Y, sin embargo, cuando el primer rayo de sol entró por la ventana, en la pantalla había treinta páginas escritas. Cada línea relataba la historia de un hombre llamado Torre, erudito y arquitecto de secretos, que había hecho un pacto con fuerzas más antiguas que la primavera misma. Sus genealogías se remontaban a épocas previas al lenguaje; sus planos arquitectónicos describían construcciones imposibles, torres que ascendían más allá de la atmósfera, cimentadas en la memoria de los vivos y los muertos.
Lo peor no era la precisión del texto, ni la erudición que ella nunca habría podido inventar. Lo peor era que cada línea estaba firmada con su nombre.
Intentó borrar el archivo. No pudo: cada vez que presionaba la tecla, el texto reaparecía. Intentó apagar el ordenador: al encenderlo, las treinta páginas ya eran cincuenta. Cerró el portátil y lo escondió en el armario: desde el interior llegaba un tecleo espectral.
Desesperada, tomó el libro y lo arrojó a la chimenea. Las llamas lamieron el cuero y por un instante creyó ver cómo se consumía. Pero a la mañana siguiente, al despertar, lo encontró sobre su almohada, abierto en un pasaje donde se leía:
“Si no puedes cumplir la promesa, recibe dos puntos de horror.”
Y el horror llegó.
Primero, en forma de voces. Al principio era un murmullo, como si los vecinos discutieran tras las paredes. Luego un coro creciente, miles de gargantas invisibles que recitaban al unísono su propio texto en un idioma que parecía devorar las vocales. Las paredes vibraban, los vasos tintineaban solos, y la casa entera se convirtió en caja de resonancia de aquel eco monstruoso.

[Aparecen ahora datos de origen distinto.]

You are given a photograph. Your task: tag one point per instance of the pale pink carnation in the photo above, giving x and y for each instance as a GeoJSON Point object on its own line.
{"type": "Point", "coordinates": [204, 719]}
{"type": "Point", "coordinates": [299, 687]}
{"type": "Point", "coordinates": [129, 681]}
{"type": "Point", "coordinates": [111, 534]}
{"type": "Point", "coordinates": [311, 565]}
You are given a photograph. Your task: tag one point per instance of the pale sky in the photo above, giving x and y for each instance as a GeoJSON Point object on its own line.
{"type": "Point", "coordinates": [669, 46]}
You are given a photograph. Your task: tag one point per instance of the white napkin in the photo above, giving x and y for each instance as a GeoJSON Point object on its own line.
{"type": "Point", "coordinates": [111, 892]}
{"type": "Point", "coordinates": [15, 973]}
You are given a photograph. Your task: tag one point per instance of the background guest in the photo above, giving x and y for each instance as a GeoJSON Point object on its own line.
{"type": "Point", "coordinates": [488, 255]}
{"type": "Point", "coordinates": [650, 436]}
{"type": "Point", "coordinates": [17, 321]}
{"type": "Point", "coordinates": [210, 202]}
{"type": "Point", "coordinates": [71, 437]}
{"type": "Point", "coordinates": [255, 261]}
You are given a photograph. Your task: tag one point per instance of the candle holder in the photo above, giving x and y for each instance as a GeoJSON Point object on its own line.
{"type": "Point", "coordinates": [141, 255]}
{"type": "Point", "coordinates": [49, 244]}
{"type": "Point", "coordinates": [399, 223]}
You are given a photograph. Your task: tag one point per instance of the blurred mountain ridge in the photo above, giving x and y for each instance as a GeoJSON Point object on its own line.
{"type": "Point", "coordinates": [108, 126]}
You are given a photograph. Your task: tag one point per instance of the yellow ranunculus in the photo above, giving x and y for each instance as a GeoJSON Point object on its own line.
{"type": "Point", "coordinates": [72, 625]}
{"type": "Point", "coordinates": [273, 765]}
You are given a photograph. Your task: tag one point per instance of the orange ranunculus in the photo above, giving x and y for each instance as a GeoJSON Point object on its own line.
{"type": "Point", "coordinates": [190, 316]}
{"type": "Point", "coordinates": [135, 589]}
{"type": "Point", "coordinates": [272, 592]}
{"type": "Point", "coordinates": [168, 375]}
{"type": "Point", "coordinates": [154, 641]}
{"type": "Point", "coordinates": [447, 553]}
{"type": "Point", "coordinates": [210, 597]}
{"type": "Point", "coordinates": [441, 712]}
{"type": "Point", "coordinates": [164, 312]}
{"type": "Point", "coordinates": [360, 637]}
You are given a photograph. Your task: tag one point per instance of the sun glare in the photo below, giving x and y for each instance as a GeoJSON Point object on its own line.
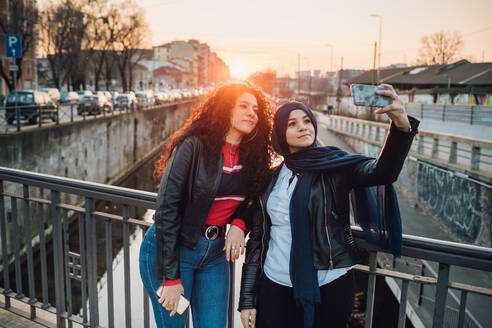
{"type": "Point", "coordinates": [238, 70]}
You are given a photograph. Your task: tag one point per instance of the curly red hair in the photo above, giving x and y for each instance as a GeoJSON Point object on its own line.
{"type": "Point", "coordinates": [210, 121]}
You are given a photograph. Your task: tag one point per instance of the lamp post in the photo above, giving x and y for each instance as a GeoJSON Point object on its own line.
{"type": "Point", "coordinates": [331, 56]}
{"type": "Point", "coordinates": [379, 41]}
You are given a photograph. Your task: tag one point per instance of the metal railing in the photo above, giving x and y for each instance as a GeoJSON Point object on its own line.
{"type": "Point", "coordinates": [18, 118]}
{"type": "Point", "coordinates": [51, 205]}
{"type": "Point", "coordinates": [462, 154]}
{"type": "Point", "coordinates": [470, 114]}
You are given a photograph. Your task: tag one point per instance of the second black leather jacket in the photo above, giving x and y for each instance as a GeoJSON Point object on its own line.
{"type": "Point", "coordinates": [186, 193]}
{"type": "Point", "coordinates": [329, 212]}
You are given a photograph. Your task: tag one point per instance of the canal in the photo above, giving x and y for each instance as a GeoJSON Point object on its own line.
{"type": "Point", "coordinates": [386, 306]}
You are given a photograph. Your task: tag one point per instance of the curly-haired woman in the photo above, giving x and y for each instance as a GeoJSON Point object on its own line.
{"type": "Point", "coordinates": [220, 157]}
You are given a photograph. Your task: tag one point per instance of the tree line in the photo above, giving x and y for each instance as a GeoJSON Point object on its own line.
{"type": "Point", "coordinates": [100, 35]}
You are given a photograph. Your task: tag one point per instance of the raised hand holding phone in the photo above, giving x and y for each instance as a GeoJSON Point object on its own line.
{"type": "Point", "coordinates": [385, 97]}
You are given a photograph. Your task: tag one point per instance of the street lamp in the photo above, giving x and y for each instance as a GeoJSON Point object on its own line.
{"type": "Point", "coordinates": [331, 55]}
{"type": "Point", "coordinates": [379, 54]}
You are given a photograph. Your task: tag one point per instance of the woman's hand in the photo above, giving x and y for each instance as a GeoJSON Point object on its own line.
{"type": "Point", "coordinates": [396, 111]}
{"type": "Point", "coordinates": [234, 243]}
{"type": "Point", "coordinates": [248, 318]}
{"type": "Point", "coordinates": [170, 295]}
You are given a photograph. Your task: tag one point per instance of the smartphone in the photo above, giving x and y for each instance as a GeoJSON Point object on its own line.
{"type": "Point", "coordinates": [365, 95]}
{"type": "Point", "coordinates": [183, 302]}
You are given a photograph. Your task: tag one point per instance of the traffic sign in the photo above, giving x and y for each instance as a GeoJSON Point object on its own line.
{"type": "Point", "coordinates": [13, 45]}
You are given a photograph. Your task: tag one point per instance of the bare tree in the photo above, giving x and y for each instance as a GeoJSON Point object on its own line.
{"type": "Point", "coordinates": [20, 19]}
{"type": "Point", "coordinates": [62, 36]}
{"type": "Point", "coordinates": [130, 33]}
{"type": "Point", "coordinates": [440, 48]}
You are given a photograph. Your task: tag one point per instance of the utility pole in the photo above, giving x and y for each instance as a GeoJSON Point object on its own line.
{"type": "Point", "coordinates": [298, 73]}
{"type": "Point", "coordinates": [379, 54]}
{"type": "Point", "coordinates": [375, 78]}
{"type": "Point", "coordinates": [339, 90]}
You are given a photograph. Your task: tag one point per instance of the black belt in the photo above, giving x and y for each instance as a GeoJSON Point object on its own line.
{"type": "Point", "coordinates": [212, 232]}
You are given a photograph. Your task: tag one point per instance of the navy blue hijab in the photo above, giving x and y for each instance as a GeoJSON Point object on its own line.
{"type": "Point", "coordinates": [375, 209]}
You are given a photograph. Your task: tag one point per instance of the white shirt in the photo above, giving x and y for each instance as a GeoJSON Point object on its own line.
{"type": "Point", "coordinates": [278, 255]}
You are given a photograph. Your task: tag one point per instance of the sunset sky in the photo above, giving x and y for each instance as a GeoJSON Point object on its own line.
{"type": "Point", "coordinates": [263, 34]}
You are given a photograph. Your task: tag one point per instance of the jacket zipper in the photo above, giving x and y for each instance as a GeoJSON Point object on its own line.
{"type": "Point", "coordinates": [326, 223]}
{"type": "Point", "coordinates": [262, 235]}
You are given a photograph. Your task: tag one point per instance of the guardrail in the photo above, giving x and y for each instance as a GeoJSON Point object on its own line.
{"type": "Point", "coordinates": [472, 157]}
{"type": "Point", "coordinates": [17, 118]}
{"type": "Point", "coordinates": [478, 115]}
{"type": "Point", "coordinates": [79, 265]}
{"type": "Point", "coordinates": [471, 114]}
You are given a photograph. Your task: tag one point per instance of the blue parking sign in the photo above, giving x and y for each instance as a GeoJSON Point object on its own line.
{"type": "Point", "coordinates": [13, 45]}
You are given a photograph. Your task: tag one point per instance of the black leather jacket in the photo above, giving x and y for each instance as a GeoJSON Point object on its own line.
{"type": "Point", "coordinates": [329, 213]}
{"type": "Point", "coordinates": [186, 193]}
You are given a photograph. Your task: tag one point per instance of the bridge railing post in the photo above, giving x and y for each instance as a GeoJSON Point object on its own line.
{"type": "Point", "coordinates": [58, 259]}
{"type": "Point", "coordinates": [30, 263]}
{"type": "Point", "coordinates": [441, 294]}
{"type": "Point", "coordinates": [5, 255]}
{"type": "Point", "coordinates": [91, 260]}
{"type": "Point", "coordinates": [371, 290]}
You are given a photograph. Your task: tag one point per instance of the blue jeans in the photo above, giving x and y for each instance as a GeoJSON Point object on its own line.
{"type": "Point", "coordinates": [204, 275]}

Marina comprendió, aterrada, que ya no era autora. Era personaje.
Los días siguientes se desdibujaron en una sucesión de noches en vela, páginas que aparecían escritas solas y símbolos que reptaban sobre el suelo de la cocina. Una encrucijada real se le presentaba: aceptar la promesa de poder o resistirse hasta enloquecer.
A veces creía ver, en los espejos, la silueta de un hombre alto, barbado, vestido con túnica oscura. Era Torre, su propio personaje, observándola con una sonrisa de arquitecto satisfecho. Cada vez que parpadeaba, él estaba más cerca.
En el club, mientras tanto, nadie supo más de ella. Faltó a las clases, no respondió correos ni llamadas. Algunos pensaron que había abandonado el certamen. Otros, que se lo tomaba demasiado en serio.
La verdad salió a la luz semanas después, cuando el jurado abrió el correo electrónico para revisar las participaciones recibidas. Entre ellas había un archivo titulado “El Año sin Primavera”.
Lo abrieron y quedaron sobrecogidos. Era el mejor relato que jamás habían leído: brillante, terrorífico, inolvidable. Narraba con precisión cómo el mundo se iba quedando sin estaciones, cómo los días se volvían más largos y las noches más densas, cómo las torres invisibles crecían en el horizonte de cada lector.
Pero lo más inquietante era que el relato sabía demasiado. Los miembros del jurado reconocieron detalles de su propia vida íntima en las páginas: un sueño que solo uno de ellos había tenido de niño, un episodio vergonzoso que otro jamás había contado a nadie. El texto se alimentaba de ellos mientras lo leían.
Y, sin embargo, ninguno se atrevió a otorgarle el premio.
Porque en la última página, escrita con la caligrafía de Marina, se alzaba una advertencia que heló la sangre a todos:
“Este texto no fue escrito. Fue prometido.”